Mix the following ingredients:
¾ cup brown sugar
2 cups baking powder
¼ tsp. salt
Add – ¾ cup margarine to the dry mixture and blend by hand or spoon into a crumbly texture. Add1 ½ cups frozen blueberries

Beat together and add to the dry mixture:
2 eggs
1 tsp. vanilla
 1 ½ cups milk
Fold liquid into dry until fully combined. (do not stir)
Greased muffin tins and pour enough mixture to fill the muffin cups.
Bake, and serve warm.

Saturday, January 7, 2012

An all time sweet treat

Today as a result of the weather being crappy as in aka , cold, wet and windy I figure it's the best time to talk about desserts in this post.  Now, there are certain desserts that goes well with certain weather, or mood and then there are some that fits right in at any time of the day, or season.

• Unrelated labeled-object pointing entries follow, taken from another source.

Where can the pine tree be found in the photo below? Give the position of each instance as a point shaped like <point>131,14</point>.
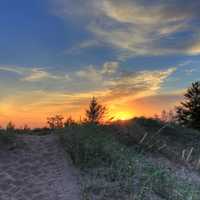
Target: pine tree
<point>95,113</point>
<point>188,113</point>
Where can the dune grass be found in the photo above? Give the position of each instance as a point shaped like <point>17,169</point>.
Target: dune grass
<point>112,170</point>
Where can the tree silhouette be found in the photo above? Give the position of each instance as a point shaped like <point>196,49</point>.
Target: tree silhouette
<point>188,113</point>
<point>96,112</point>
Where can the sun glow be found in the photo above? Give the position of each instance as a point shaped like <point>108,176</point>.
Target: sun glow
<point>123,115</point>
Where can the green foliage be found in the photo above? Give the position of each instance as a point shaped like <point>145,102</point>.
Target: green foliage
<point>95,113</point>
<point>86,144</point>
<point>112,170</point>
<point>188,113</point>
<point>55,122</point>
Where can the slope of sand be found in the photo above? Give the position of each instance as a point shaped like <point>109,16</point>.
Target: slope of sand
<point>37,170</point>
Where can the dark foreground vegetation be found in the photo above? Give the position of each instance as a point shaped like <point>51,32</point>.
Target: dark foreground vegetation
<point>117,162</point>
<point>138,159</point>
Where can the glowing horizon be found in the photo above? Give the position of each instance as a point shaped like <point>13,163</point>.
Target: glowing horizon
<point>55,55</point>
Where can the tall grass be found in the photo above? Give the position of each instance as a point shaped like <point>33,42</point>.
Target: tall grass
<point>112,170</point>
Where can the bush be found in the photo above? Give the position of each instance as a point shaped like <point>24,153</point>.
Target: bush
<point>87,144</point>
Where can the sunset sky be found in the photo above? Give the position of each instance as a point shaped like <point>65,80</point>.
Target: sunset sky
<point>136,57</point>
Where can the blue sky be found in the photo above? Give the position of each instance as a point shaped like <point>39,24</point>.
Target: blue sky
<point>56,54</point>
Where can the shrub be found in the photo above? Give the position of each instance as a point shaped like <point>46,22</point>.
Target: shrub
<point>86,144</point>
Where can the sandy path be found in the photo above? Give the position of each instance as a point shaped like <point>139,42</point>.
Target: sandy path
<point>37,171</point>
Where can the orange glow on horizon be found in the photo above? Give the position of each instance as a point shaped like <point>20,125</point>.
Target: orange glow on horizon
<point>122,115</point>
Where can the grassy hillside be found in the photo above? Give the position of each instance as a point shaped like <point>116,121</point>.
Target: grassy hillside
<point>137,160</point>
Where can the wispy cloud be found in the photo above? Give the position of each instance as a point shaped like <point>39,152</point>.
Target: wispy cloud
<point>137,27</point>
<point>38,74</point>
<point>29,74</point>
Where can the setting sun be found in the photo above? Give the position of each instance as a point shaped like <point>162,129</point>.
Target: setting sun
<point>123,115</point>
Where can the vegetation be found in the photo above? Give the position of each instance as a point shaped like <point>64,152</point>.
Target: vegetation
<point>112,170</point>
<point>188,113</point>
<point>55,122</point>
<point>115,160</point>
<point>95,113</point>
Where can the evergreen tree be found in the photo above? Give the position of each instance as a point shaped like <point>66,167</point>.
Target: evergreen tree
<point>95,113</point>
<point>188,114</point>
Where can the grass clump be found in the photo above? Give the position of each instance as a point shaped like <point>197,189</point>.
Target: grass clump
<point>112,170</point>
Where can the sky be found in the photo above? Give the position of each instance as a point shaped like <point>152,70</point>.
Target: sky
<point>136,56</point>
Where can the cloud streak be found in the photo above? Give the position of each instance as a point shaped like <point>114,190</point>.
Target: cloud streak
<point>136,27</point>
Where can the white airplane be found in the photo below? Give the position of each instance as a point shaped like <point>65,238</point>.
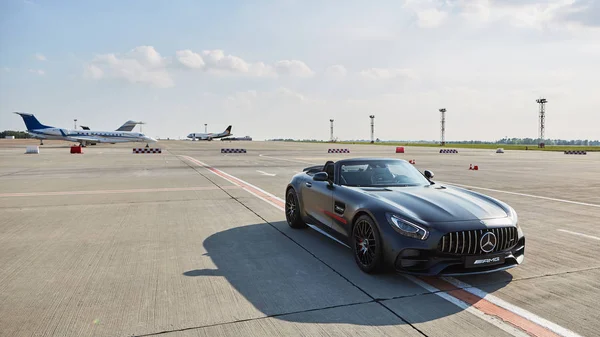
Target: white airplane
<point>210,136</point>
<point>128,126</point>
<point>83,137</point>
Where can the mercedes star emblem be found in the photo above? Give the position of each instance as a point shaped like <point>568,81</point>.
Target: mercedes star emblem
<point>488,242</point>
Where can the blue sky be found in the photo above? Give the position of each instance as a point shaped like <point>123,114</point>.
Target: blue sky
<point>284,68</point>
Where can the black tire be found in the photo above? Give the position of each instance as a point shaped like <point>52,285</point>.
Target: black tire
<point>366,245</point>
<point>292,210</point>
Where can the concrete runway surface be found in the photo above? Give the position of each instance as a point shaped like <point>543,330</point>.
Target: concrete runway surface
<point>192,242</point>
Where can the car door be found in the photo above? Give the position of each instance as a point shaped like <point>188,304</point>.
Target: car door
<point>317,198</point>
<point>342,201</point>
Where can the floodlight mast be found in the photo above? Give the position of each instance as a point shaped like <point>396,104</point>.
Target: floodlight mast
<point>331,126</point>
<point>443,127</point>
<point>372,128</point>
<point>542,102</point>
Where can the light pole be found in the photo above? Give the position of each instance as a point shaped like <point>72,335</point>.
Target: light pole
<point>542,102</point>
<point>331,136</point>
<point>372,128</point>
<point>443,127</point>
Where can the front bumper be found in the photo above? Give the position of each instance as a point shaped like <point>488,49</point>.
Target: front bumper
<point>419,261</point>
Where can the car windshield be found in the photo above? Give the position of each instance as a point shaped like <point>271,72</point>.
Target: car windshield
<point>380,173</point>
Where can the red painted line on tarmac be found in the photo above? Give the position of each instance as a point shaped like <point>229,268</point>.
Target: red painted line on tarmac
<point>141,190</point>
<point>489,308</point>
<point>250,188</point>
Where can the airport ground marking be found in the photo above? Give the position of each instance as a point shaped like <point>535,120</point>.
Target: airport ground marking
<point>517,310</point>
<point>579,234</point>
<point>266,174</point>
<point>139,190</point>
<point>508,317</point>
<point>285,159</point>
<point>524,195</point>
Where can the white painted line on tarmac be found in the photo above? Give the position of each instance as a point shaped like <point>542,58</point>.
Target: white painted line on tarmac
<point>513,308</point>
<point>497,322</point>
<point>579,234</point>
<point>510,318</point>
<point>523,194</point>
<point>266,174</point>
<point>290,160</point>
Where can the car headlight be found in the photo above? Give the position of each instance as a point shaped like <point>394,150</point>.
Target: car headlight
<point>408,228</point>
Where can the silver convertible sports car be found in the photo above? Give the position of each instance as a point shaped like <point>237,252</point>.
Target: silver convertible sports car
<point>393,216</point>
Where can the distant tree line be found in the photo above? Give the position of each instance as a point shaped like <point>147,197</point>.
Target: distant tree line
<point>17,134</point>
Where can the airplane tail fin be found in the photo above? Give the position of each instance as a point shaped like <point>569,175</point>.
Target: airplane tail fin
<point>128,126</point>
<point>31,122</point>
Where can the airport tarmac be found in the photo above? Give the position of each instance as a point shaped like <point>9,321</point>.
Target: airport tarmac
<point>192,242</point>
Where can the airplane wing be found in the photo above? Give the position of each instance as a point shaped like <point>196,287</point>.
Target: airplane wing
<point>85,139</point>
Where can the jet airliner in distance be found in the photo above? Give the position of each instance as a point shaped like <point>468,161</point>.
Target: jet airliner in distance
<point>210,136</point>
<point>128,126</point>
<point>83,137</point>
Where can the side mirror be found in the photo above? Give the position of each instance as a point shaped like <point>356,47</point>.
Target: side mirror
<point>321,176</point>
<point>428,174</point>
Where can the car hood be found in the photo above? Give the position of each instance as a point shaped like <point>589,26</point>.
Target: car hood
<point>434,203</point>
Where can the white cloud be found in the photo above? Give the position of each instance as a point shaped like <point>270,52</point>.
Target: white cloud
<point>537,14</point>
<point>336,70</point>
<point>431,18</point>
<point>37,71</point>
<point>142,64</point>
<point>217,62</point>
<point>93,72</point>
<point>293,68</point>
<point>190,59</point>
<point>387,73</point>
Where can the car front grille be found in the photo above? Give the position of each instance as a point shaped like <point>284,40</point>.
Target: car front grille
<point>469,242</point>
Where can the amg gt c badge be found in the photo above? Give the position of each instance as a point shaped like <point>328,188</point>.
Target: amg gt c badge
<point>488,242</point>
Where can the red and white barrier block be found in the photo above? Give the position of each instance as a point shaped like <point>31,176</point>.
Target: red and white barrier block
<point>147,150</point>
<point>448,151</point>
<point>233,150</point>
<point>338,151</point>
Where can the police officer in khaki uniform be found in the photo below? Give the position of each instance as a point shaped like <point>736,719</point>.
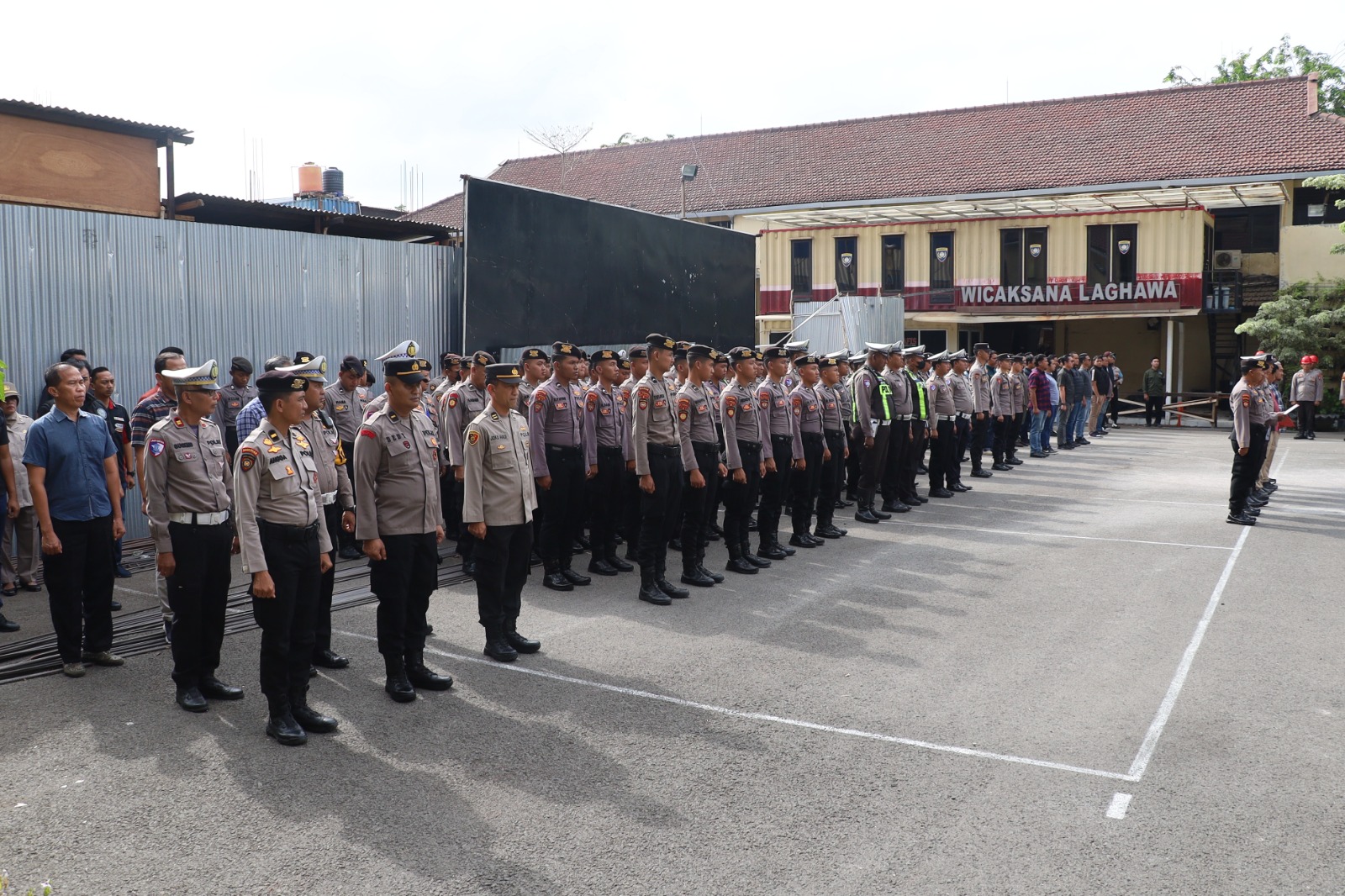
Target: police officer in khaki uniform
<point>188,493</point>
<point>699,444</point>
<point>284,549</point>
<point>943,437</point>
<point>658,463</point>
<point>556,427</point>
<point>345,403</point>
<point>336,497</point>
<point>461,405</point>
<point>499,499</point>
<point>746,450</point>
<point>400,521</point>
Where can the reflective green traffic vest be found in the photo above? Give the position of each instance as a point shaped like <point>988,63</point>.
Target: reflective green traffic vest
<point>884,392</point>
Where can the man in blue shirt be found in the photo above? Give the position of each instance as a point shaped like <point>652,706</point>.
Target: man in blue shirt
<point>76,488</point>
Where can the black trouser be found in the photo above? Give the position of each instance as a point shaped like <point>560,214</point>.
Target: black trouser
<point>942,456</point>
<point>979,430</point>
<point>851,478</point>
<point>773,486</point>
<point>1246,468</point>
<point>833,477</point>
<point>347,539</point>
<point>1306,417</point>
<point>657,519</point>
<point>962,430</point>
<point>1000,444</point>
<point>1154,409</point>
<point>605,501</point>
<point>872,461</point>
<point>631,502</point>
<point>806,483</point>
<point>894,467</point>
<point>562,506</point>
<point>699,505</point>
<point>198,593</point>
<point>504,560</point>
<point>80,582</point>
<point>287,619</point>
<point>740,497</point>
<point>323,613</point>
<point>403,584</point>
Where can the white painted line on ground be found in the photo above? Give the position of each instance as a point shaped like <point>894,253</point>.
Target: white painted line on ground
<point>876,535</point>
<point>779,720</point>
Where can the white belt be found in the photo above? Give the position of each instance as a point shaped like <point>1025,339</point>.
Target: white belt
<point>199,519</point>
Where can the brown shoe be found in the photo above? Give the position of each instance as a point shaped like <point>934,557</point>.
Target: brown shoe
<point>104,658</point>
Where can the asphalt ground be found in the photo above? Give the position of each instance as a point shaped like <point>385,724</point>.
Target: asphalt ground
<point>1075,678</point>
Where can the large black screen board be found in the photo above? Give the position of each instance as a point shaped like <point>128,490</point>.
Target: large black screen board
<point>540,266</point>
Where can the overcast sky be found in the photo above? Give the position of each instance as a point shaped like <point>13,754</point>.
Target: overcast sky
<point>450,87</point>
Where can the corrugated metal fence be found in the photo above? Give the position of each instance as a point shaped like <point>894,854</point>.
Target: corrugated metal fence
<point>123,287</point>
<point>847,322</point>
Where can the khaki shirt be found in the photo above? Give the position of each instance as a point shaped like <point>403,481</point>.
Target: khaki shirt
<point>275,479</point>
<point>652,420</point>
<point>498,486</point>
<point>397,477</point>
<point>186,472</point>
<point>333,482</point>
<point>346,408</point>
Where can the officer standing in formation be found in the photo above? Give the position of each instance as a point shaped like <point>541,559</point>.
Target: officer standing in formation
<point>699,447</point>
<point>188,492</point>
<point>400,519</point>
<point>498,503</point>
<point>657,448</point>
<point>746,448</point>
<point>942,432</point>
<point>556,427</point>
<point>336,497</point>
<point>284,549</point>
<point>462,403</point>
<point>607,444</point>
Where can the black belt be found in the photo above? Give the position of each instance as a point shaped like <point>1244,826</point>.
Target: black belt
<point>288,533</point>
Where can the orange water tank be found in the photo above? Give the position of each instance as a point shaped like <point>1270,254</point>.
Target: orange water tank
<point>309,178</point>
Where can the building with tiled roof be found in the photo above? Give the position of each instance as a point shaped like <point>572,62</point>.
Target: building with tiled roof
<point>1002,222</point>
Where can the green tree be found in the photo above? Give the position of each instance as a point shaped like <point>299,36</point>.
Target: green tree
<point>1304,319</point>
<point>1281,61</point>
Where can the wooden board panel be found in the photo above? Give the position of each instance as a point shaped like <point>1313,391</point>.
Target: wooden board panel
<point>57,165</point>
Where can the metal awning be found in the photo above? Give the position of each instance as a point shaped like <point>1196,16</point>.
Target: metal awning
<point>1226,195</point>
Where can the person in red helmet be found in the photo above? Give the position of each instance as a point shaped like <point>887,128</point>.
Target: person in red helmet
<point>1306,392</point>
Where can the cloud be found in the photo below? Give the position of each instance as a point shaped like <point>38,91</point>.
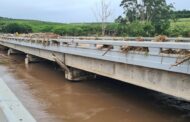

I'm talking about oatmeal chocolate coconut cookies. Let me regress for a minute or two to chat about oatmeal - my partner asks; if there were a few food items you are allowed to take on a desert island; what would they be? Well oatmeal is on that limited list. I love oatmeal, besides its healthy benefits it is a diverse food that can be used in every meal of the day; yeah that's right; breakfast, snack, lunch, dinner and dessert.

Enough semi chocolate chips makes this oatmeal coconut chocolate cookie a sweet delight. I've tried and revamped a number of recipes like this, but to date this is by far...yup, giving her five stars all the way.

Moist, with a dash of cinnamon, vanilla essence, and grated coconut adds a Caribbean twist to a regular favourite.